I'm sorry I'm a little late with this, but I finally came around to write this post. In the last term I took a course were we had to write a simulated web crawler and implement different crawling strategies. The complete code and detailed descriptions on inputs and how to compile and run it are on GitHub.
First we had to implement breadth-first search strategy and then two page level (backlink-count and OPIC) and two site level (round robin and max page-priority) strategies, which should be combianed as desired. And finally we should use OPIC, backlink-count and the ratio of good to bad pages to develop a formula to combine them to a strategy called OPTIMAl.
On the first run two input files need to be provided, the first on is the link graph and the second one the quality mapping. Bevor the actual crawling starts, the files will be read an stored in a MapDB for easy access. As long as the MapDB files exist there is no need to provide the link graph and quality mapping file. If they are provided the MapDB will be recreated.

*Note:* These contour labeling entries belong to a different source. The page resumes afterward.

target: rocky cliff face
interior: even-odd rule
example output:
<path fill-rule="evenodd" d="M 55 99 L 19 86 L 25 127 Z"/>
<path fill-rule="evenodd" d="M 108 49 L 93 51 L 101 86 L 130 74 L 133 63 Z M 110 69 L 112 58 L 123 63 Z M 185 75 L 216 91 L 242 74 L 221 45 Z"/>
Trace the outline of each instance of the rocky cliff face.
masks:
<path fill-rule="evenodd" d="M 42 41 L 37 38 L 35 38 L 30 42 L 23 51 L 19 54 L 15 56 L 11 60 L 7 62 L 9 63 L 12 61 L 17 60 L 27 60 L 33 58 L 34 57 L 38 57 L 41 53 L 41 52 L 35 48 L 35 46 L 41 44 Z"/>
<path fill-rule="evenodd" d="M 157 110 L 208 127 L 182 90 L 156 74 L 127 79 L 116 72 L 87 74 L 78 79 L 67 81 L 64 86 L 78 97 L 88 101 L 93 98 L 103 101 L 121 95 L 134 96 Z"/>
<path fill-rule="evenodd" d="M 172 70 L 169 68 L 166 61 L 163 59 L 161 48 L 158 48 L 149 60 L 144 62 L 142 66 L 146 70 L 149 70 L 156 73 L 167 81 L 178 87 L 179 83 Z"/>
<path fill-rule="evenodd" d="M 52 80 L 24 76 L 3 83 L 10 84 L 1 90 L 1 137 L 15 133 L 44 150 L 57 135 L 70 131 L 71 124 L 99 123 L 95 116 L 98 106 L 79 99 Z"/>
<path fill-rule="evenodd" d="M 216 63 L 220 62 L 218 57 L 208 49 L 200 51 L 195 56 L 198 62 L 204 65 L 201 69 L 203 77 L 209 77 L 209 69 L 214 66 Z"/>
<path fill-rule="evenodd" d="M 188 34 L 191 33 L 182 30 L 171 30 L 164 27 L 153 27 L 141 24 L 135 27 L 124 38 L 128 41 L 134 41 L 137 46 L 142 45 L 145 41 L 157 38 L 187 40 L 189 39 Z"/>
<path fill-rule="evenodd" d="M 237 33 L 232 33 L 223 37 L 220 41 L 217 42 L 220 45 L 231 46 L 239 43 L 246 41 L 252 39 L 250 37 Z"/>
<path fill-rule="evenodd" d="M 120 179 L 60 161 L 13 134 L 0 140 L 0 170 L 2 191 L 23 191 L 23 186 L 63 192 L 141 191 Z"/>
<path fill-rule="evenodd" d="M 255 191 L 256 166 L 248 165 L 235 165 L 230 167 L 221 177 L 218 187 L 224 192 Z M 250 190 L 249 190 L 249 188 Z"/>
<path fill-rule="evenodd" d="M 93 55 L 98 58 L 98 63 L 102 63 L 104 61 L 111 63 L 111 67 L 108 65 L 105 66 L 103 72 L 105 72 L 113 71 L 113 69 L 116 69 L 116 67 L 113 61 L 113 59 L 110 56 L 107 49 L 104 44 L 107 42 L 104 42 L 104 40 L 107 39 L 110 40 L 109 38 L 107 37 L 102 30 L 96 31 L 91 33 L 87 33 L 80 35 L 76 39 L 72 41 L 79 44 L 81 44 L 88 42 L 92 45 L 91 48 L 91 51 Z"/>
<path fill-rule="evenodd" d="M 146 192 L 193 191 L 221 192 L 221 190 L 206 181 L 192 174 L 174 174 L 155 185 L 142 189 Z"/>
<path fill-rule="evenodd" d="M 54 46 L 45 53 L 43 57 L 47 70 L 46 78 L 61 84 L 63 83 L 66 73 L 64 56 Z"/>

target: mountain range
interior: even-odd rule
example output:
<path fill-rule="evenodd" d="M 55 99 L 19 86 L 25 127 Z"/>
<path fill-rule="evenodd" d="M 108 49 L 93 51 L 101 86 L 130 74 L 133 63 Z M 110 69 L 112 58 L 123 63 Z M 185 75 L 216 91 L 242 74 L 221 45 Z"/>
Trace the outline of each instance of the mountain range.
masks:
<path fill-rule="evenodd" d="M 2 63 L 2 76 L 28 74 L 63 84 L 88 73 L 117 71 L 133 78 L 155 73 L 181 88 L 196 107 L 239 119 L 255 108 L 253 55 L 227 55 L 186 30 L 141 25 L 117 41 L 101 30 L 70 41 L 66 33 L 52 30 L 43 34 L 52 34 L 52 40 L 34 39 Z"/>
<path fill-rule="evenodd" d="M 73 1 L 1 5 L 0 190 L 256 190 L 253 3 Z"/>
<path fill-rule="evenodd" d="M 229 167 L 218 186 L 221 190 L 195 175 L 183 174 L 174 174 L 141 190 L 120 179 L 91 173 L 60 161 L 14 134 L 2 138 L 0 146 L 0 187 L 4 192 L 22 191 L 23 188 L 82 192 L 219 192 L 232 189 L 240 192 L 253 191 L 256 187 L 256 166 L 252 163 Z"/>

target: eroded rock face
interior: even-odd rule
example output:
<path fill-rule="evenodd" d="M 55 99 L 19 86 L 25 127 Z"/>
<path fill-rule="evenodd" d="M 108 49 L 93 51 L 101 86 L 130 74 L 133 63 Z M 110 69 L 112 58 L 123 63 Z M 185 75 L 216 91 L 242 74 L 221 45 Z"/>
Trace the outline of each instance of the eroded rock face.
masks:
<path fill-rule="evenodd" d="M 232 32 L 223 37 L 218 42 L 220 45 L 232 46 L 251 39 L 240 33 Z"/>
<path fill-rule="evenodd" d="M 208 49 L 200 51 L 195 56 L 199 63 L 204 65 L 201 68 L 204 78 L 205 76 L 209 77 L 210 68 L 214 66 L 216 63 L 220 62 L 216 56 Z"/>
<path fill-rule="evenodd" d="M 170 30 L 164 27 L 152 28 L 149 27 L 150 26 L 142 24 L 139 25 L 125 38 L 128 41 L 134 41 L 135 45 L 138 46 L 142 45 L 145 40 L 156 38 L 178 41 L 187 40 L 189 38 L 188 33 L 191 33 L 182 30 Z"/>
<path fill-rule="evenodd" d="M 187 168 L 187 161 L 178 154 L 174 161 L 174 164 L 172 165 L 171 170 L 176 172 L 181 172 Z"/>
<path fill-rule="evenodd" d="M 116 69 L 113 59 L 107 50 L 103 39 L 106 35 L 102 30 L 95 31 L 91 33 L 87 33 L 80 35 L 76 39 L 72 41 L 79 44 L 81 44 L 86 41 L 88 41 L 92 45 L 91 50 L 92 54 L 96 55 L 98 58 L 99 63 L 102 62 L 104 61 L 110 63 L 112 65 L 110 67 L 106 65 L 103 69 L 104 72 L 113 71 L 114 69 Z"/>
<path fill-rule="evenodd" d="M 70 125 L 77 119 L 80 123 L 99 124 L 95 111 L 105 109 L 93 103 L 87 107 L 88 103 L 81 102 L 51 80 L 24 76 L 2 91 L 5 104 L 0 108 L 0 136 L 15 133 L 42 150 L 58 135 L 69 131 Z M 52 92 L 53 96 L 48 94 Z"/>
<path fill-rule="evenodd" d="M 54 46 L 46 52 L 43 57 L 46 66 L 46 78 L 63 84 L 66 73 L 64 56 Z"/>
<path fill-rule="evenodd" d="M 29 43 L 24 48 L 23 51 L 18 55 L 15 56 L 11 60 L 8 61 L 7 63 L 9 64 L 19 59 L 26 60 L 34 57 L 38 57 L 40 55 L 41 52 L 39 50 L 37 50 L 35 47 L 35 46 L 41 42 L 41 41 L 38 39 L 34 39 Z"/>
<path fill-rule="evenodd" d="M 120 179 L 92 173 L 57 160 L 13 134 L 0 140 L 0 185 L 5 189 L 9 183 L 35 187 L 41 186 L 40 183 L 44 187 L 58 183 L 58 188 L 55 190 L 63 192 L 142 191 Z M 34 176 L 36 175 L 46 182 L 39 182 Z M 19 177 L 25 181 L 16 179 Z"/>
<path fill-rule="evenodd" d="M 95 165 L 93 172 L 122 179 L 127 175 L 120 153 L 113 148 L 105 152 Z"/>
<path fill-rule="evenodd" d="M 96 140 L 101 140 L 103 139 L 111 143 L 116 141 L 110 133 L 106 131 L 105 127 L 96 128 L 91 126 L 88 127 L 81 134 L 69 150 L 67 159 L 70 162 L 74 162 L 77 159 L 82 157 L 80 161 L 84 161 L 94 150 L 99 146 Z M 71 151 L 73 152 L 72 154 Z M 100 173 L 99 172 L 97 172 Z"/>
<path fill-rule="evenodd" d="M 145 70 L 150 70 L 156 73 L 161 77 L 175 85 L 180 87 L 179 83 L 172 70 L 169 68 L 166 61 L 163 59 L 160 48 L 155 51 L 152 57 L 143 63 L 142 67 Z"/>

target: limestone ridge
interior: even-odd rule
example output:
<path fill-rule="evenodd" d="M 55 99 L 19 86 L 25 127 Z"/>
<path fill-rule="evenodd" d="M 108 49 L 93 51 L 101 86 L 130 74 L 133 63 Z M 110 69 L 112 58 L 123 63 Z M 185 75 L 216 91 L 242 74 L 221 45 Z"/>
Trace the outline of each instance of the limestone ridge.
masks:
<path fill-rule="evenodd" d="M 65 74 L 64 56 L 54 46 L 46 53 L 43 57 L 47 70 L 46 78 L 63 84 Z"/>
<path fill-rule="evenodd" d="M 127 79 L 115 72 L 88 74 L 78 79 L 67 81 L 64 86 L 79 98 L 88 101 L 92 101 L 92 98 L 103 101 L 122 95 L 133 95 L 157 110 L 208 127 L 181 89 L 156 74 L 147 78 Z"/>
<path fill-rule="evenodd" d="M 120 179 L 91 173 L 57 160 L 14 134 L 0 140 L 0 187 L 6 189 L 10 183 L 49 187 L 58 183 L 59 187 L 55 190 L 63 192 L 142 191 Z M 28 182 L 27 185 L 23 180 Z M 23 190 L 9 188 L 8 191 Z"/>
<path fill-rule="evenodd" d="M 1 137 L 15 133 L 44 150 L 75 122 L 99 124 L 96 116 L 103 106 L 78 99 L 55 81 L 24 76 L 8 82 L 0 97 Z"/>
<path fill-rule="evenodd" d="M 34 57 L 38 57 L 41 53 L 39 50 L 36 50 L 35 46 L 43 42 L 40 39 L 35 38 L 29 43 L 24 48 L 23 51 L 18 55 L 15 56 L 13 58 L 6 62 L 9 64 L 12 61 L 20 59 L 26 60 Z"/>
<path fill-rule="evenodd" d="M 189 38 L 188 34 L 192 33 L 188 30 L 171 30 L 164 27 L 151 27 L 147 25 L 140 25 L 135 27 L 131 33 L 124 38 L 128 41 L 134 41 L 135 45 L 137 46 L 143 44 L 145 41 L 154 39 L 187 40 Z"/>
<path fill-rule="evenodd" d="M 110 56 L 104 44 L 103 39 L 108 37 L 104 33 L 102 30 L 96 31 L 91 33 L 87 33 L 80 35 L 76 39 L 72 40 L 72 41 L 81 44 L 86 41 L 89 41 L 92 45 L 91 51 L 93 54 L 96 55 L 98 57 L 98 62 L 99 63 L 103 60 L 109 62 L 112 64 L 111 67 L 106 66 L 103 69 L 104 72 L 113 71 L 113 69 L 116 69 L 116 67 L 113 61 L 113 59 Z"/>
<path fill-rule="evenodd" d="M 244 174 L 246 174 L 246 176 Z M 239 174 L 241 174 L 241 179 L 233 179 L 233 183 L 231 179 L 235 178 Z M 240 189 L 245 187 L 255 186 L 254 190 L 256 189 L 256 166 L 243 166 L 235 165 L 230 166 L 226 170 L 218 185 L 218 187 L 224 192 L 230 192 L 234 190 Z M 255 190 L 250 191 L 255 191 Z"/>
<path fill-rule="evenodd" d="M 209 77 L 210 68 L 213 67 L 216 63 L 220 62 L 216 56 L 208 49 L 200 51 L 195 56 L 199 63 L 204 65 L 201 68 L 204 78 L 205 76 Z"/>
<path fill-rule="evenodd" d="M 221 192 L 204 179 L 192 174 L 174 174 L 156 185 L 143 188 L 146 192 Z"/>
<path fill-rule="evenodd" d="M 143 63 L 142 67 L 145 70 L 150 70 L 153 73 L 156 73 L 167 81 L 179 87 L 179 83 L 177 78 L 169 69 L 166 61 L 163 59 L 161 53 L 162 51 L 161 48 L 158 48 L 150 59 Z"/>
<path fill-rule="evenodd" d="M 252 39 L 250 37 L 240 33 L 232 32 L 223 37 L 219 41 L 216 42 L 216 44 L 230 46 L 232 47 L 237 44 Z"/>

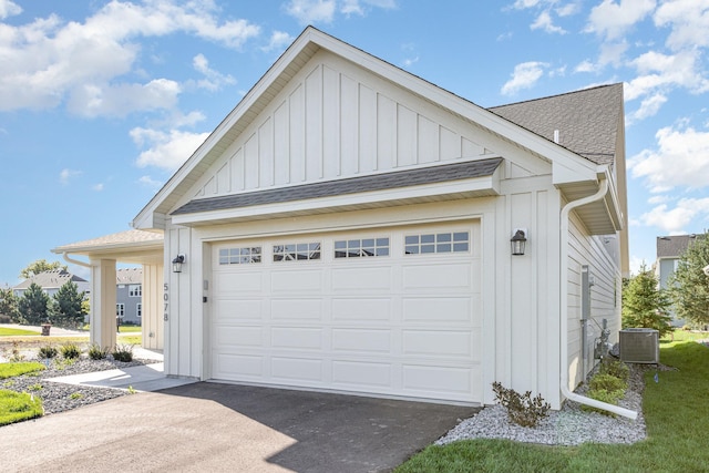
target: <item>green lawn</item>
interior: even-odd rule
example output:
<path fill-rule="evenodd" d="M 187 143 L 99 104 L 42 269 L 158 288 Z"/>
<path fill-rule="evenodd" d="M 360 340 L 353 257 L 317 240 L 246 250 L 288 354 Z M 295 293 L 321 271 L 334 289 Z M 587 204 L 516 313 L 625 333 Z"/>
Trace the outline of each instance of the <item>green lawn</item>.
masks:
<path fill-rule="evenodd" d="M 705 333 L 706 335 L 706 333 Z M 691 333 L 689 336 L 692 336 Z M 709 348 L 664 341 L 660 359 L 676 371 L 646 374 L 643 413 L 648 438 L 633 445 L 540 446 L 500 440 L 431 445 L 399 466 L 411 472 L 700 472 L 709 471 Z M 707 337 L 699 337 L 707 338 Z"/>
<path fill-rule="evenodd" d="M 7 327 L 0 327 L 0 337 L 18 337 L 23 335 L 40 335 L 34 330 L 11 329 Z"/>

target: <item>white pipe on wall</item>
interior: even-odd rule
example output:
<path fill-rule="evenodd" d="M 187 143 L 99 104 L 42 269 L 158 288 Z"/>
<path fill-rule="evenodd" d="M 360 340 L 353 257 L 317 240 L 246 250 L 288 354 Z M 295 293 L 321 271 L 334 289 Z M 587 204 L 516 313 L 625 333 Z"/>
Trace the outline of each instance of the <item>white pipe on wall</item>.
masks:
<path fill-rule="evenodd" d="M 561 351 L 559 351 L 559 383 L 562 394 L 566 399 L 578 402 L 580 404 L 590 405 L 592 408 L 602 409 L 604 411 L 613 412 L 614 414 L 623 415 L 629 419 L 637 419 L 638 413 L 629 409 L 621 408 L 619 405 L 608 404 L 607 402 L 597 401 L 595 399 L 586 398 L 580 394 L 576 394 L 568 389 L 568 215 L 571 212 L 580 207 L 582 205 L 590 204 L 592 202 L 600 200 L 606 196 L 608 192 L 608 176 L 600 181 L 600 186 L 596 194 L 588 197 L 579 198 L 577 200 L 569 202 L 562 208 L 561 213 Z"/>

For performance reason the crawling itself is done in threads via a ScheduledThreadPoolExecutor. A single thread performce the crawling of a single site.
For the course we had a link graph with about 230 million entries (including duplicates) on which we should run our tests. We should do 5000 steps with 200 URLs per step and a batch size of 100 and 500. The batch size dictates the update intervalls for backlink count and OPIC. The runtimes are in the table below and the performance in the graphs.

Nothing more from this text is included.